The new system isn’t being difficult. It’s being precise.

What previously passed without warning now gets stopped at the entry. Therefore, validation requirements should be tested early using real datasets.

How Uncanny addresses it:
We conduct early sample migrations to expose validation conflicts well before final cutover.

#8 You Underestimate “Open” Data vs. “Master” Data

Not all data serves the same purpose during migration. But many teams treat it that way.

Master data is foundational information: customers, vendors, products, chart of accounts. It defines the system's structure.

Open data is different… it includes ongoing transactions: unpaid invoices, pending purchase orders, open sales orders, and active inventory movements.

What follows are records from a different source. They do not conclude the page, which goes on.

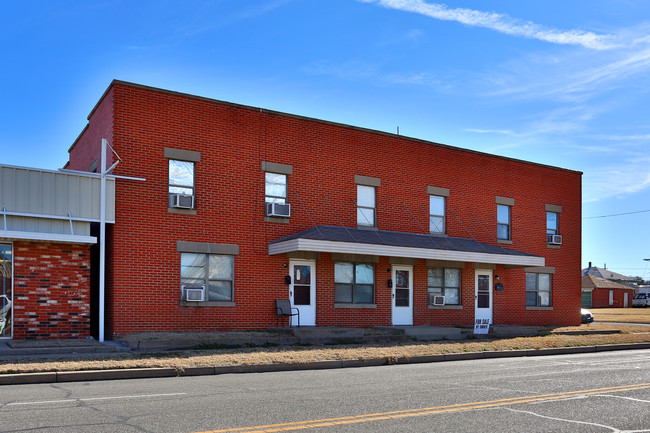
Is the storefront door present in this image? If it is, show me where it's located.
[392,266,413,325]
[474,270,492,324]
[289,260,316,326]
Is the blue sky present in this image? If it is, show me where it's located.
[0,0,650,279]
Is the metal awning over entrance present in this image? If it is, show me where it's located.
[269,226,545,266]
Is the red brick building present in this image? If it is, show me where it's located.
[62,81,581,338]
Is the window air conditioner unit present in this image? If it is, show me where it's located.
[546,235,562,245]
[266,203,291,218]
[433,295,445,305]
[170,194,194,209]
[181,286,205,302]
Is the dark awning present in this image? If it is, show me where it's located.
[269,226,545,266]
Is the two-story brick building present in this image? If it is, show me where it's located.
[59,81,581,337]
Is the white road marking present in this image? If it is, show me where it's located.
[504,407,650,433]
[592,394,650,403]
[5,392,187,406]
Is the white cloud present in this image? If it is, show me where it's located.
[363,0,616,50]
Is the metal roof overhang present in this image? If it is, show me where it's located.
[269,237,546,266]
[0,230,97,244]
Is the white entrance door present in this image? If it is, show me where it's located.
[289,260,316,326]
[392,265,413,325]
[474,270,492,324]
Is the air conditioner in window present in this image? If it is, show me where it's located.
[546,235,562,245]
[169,194,194,209]
[266,203,291,218]
[181,286,205,302]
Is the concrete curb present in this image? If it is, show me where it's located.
[0,343,650,385]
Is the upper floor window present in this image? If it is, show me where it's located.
[497,204,511,240]
[429,195,445,234]
[428,268,460,305]
[264,171,287,204]
[169,159,194,209]
[526,273,551,307]
[546,212,559,235]
[334,262,375,304]
[181,253,235,302]
[357,185,377,227]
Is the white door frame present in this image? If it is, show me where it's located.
[474,269,494,324]
[391,265,413,325]
[289,259,316,326]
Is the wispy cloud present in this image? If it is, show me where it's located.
[465,128,521,137]
[583,165,650,203]
[361,0,617,50]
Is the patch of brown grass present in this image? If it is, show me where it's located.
[589,308,650,323]
[0,325,650,374]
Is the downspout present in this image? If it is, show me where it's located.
[99,138,108,341]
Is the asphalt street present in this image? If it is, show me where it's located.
[0,350,650,432]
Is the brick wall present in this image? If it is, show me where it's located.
[70,82,581,335]
[13,242,90,339]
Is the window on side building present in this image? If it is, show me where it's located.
[429,267,460,305]
[334,262,375,304]
[526,273,551,307]
[181,253,235,302]
[546,212,559,235]
[357,185,377,227]
[429,195,445,235]
[497,204,512,240]
[264,171,287,204]
[169,159,195,209]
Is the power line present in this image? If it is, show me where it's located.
[582,209,650,220]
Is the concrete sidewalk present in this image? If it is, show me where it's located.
[0,326,650,385]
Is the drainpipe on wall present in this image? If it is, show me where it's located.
[99,138,108,341]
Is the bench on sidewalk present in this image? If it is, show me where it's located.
[275,299,300,328]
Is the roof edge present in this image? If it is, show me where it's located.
[106,79,583,176]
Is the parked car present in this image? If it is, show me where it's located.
[632,293,650,307]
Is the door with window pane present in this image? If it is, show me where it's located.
[289,260,316,326]
[0,244,13,338]
[474,270,492,324]
[392,266,413,325]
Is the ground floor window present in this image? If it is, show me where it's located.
[181,253,235,302]
[526,273,551,307]
[0,244,13,337]
[429,268,460,305]
[334,262,375,304]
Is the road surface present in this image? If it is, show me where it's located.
[0,350,650,433]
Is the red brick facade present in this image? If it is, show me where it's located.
[12,241,90,340]
[68,82,581,337]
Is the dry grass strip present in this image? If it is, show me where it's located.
[0,325,650,374]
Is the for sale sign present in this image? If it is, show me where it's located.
[474,319,490,334]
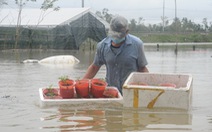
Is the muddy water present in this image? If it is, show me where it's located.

The difference sounds simple. In practice, it complicates planning.

Master data can often be cleaned and uploaded in controlled batches. Open data, however, is constantly changing. An invoice that was open yesterday may be paid today. A purchase order may be partially received as inventory levels shift daily.

Additionally, timing becomes critical.

If open transactions are migrated too early, balances may change before go-live. If migration is delayed too long, reporting gaps appear. Teams usually focus heavily on master data structure and underestimate the coordination required for open items.

The solution? Cutover timing for open transactions must be carefully coordinated with business operations.

How Uncanny addresses it:
We design controlled freeze periods and phased transaction loads to ensure opening balances reflect real business status at go-live.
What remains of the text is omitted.